Fan and her daughter, Haomin Lin, are at W&J thanks to a $400,000 grant the college was awarded over four years to provide environmental programs through the lens of the Chinese culture, said Bob East, an associate professor in the college’s environmental studies program.

East said W&J was one of only five colleges in the country to receive such a grant from the Henry Luce Foundation. The New York nonprofit strives to “strengthen international understanding, and foster innovation and leadership in academic, policy, religious and art communities,” its website states.

“Because China is going through in a couple of decades what we went through over several decades, I believe it is important for them to learn about the industrial history of our region,” East said.

“They, too, have many cities struggling to make the transition away from heavy industry and a legacy of pollution,” East said.

The Chinese visitors were shown a slide presentation in Donora about steel and zinc pollution that contributed to the infamous Donora smog, which is approaching its 70th anniversary this month.

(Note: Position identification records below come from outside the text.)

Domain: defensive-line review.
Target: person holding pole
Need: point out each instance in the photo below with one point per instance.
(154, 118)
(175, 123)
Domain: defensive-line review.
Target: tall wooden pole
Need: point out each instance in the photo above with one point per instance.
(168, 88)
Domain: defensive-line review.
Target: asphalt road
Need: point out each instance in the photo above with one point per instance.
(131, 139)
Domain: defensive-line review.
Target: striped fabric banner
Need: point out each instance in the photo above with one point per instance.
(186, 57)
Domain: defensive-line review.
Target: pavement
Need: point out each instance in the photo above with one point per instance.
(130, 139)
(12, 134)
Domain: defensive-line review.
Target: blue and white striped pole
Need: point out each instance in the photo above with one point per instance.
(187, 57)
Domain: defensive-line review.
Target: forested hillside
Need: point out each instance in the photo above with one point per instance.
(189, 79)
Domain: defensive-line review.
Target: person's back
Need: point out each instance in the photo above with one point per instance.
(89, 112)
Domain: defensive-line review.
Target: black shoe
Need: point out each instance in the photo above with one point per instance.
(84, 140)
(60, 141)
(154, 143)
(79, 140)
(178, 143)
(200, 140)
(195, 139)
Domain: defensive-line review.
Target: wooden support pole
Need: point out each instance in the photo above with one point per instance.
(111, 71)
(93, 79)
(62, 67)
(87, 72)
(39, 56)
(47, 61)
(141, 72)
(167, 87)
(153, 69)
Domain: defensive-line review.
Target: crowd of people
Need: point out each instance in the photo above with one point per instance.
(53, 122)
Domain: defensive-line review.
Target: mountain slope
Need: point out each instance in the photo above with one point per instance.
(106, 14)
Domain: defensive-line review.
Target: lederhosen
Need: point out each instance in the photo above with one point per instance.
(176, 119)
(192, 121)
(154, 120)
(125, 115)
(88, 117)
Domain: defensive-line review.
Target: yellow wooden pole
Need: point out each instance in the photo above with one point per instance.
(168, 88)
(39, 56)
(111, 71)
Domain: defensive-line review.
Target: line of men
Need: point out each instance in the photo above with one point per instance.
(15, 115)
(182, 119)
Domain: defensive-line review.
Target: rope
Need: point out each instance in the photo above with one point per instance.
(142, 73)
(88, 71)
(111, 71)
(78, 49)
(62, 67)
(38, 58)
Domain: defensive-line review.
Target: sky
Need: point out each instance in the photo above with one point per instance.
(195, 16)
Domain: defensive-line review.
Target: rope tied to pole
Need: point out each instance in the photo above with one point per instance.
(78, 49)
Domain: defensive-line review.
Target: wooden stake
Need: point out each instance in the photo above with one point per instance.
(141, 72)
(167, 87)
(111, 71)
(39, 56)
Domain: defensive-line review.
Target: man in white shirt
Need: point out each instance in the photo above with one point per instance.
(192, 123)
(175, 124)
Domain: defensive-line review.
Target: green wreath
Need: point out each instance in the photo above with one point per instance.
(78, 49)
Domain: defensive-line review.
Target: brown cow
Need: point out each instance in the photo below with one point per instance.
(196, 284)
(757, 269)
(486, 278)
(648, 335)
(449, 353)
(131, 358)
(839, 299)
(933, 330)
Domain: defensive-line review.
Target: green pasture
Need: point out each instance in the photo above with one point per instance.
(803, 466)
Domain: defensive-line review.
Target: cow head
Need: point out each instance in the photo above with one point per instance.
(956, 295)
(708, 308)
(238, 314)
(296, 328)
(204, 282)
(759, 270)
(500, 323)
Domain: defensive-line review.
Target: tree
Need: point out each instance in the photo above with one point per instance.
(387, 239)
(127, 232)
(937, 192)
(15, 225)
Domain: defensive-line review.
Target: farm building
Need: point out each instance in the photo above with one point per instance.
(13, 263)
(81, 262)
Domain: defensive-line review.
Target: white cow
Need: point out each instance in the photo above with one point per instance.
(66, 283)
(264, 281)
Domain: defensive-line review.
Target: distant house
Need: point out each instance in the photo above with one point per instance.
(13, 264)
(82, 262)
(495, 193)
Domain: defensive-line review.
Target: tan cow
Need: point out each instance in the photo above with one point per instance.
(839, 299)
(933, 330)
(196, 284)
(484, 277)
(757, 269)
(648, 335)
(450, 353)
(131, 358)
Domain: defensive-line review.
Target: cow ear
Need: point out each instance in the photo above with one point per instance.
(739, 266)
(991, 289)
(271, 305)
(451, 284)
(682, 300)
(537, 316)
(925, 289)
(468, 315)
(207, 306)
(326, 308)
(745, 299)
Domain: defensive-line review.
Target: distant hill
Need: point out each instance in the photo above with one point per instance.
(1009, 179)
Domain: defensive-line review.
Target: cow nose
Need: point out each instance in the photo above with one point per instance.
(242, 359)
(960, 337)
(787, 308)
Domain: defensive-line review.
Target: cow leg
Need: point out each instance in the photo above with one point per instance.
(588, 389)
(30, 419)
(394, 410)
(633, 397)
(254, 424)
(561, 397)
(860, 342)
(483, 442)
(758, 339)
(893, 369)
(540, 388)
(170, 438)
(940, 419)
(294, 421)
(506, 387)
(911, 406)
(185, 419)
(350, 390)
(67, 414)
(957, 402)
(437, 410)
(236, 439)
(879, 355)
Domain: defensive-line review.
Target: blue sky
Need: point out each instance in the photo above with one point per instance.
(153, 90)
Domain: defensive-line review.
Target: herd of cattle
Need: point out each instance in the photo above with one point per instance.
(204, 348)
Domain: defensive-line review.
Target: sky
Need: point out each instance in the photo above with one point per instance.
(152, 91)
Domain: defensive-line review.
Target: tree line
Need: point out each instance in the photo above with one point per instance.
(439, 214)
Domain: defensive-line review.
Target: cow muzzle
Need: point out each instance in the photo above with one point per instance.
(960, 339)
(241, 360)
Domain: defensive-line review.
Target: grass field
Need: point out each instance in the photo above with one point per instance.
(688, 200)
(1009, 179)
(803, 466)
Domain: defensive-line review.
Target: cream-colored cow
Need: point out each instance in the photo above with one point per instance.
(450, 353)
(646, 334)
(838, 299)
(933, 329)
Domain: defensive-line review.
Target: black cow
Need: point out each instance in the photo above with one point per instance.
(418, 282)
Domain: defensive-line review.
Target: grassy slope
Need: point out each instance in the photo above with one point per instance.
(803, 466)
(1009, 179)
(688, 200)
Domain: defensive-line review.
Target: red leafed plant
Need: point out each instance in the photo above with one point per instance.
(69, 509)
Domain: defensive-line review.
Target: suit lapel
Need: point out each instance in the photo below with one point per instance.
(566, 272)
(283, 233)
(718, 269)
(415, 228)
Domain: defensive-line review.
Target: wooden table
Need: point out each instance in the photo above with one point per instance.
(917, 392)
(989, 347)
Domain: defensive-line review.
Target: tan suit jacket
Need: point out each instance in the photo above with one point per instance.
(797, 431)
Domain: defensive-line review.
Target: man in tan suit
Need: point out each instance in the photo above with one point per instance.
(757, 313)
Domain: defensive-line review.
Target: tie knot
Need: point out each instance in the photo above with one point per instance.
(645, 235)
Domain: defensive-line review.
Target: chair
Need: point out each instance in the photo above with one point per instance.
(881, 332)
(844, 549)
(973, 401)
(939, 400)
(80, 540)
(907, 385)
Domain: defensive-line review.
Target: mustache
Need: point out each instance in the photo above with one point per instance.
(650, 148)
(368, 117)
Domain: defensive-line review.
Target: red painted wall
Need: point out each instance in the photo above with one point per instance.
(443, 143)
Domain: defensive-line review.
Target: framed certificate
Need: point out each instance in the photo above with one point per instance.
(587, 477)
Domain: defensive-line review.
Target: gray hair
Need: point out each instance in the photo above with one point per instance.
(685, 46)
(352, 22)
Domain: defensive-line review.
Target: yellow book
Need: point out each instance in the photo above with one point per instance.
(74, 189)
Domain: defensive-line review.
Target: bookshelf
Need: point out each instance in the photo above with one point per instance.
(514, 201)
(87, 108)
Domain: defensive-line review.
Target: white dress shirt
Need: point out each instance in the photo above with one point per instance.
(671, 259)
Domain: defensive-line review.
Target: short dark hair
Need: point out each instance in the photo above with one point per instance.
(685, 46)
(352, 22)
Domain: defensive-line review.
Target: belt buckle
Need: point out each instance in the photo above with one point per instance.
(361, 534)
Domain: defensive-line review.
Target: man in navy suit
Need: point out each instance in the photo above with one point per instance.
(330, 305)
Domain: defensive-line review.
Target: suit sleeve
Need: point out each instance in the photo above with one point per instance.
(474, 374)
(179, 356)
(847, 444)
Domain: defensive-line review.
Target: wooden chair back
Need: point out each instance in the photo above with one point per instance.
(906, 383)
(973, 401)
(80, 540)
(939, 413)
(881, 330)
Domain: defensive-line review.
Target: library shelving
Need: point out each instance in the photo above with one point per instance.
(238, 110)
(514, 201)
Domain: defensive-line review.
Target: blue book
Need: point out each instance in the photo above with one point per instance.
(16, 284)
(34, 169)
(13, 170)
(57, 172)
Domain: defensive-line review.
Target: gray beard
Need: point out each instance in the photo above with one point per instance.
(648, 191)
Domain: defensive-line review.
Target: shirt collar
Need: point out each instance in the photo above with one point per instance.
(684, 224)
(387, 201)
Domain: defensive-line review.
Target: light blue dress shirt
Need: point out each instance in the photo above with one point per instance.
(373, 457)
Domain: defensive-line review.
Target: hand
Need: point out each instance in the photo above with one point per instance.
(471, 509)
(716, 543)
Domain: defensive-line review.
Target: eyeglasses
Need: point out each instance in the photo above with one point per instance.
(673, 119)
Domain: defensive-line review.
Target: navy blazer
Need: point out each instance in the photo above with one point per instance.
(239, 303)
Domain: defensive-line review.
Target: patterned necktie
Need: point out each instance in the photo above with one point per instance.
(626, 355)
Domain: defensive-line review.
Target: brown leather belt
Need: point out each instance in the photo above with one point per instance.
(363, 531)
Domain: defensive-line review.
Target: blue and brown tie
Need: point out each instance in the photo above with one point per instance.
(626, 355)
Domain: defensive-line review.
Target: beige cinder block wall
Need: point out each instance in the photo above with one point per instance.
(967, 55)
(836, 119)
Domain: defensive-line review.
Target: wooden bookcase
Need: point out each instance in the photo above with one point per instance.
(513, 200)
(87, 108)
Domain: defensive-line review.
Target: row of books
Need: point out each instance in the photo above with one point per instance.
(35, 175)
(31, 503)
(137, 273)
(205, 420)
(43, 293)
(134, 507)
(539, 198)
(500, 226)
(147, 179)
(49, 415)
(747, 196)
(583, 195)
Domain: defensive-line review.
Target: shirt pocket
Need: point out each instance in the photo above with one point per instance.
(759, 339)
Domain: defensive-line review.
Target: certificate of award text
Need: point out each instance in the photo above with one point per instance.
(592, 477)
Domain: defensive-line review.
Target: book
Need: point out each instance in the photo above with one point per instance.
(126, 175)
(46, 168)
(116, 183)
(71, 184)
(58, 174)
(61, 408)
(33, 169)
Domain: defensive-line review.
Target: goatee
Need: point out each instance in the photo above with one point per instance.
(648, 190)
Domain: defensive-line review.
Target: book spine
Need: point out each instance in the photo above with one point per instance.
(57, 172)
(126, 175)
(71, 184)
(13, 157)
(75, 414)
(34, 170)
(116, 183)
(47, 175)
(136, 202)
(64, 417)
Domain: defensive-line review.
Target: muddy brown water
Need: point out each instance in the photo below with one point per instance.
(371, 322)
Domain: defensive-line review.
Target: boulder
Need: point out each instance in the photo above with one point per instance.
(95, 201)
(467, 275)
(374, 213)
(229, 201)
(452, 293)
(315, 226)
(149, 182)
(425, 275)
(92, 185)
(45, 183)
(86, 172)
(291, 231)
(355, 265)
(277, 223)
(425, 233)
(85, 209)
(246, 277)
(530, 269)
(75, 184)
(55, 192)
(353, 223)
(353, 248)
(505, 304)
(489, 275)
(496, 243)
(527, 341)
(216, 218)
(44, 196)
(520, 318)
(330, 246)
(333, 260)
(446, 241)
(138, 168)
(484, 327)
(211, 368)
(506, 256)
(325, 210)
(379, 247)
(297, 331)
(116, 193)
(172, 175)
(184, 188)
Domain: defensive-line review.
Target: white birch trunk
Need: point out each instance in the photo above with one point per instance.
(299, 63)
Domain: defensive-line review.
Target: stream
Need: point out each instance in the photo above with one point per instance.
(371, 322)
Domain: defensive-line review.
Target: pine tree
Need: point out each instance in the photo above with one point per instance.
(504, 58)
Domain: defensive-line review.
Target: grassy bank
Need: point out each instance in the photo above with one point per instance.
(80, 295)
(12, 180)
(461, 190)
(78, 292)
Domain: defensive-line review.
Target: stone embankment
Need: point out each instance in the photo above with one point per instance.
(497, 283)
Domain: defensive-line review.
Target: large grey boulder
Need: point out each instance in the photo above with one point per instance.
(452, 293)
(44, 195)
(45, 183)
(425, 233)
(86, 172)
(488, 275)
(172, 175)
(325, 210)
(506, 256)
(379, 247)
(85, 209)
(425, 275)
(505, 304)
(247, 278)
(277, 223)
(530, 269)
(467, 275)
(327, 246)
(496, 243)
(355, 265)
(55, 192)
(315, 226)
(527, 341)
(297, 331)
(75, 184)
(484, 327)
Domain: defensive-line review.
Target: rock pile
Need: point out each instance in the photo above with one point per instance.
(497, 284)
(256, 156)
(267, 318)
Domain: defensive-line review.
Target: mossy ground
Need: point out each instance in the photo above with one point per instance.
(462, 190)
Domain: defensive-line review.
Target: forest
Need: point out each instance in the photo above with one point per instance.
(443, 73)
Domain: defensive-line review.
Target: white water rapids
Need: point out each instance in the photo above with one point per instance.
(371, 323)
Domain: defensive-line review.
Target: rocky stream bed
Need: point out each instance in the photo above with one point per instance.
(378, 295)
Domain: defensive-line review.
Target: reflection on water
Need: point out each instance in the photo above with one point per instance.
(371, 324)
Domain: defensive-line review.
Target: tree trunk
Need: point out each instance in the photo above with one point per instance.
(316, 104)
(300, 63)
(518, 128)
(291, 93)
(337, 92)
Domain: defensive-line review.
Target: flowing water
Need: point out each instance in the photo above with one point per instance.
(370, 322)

The program also included narration by David Lonich, a retired Ringgold School District teacher who explained how more than 20 people died over a Halloween weekend in October 1948.

A mixture of warm and cold air trapped smokestack emissions from steel and zinc mills in the bowl-shaped valley until rain washed away the pollution. The event has been called the nation’s worst air pollution disaster, and it launched discussions that led to the country’s first clean-air laws.

“There was a lot of bad stuff coming out of that zinc mill,” Lonich said.

“The town was dirty,” he said. “People changed clothes in the middle of the day because they became soiled.”

The mills closed in the 1950s and 1960s, stripping the borough of thousands of jobs and paychecks.

Someone in the audience later explained to the Chinese visitors that the air is cleaner today because of the collapse of the steel industry and the nation’s move away from coal-fired power plants to those fueled by natural gas.

Fan teaches at China Petroleum University in Qingdao, China. Her daughter is about to earn her doctorate from the school, East said. They are scheduled to be at W&J for a week before returning to China.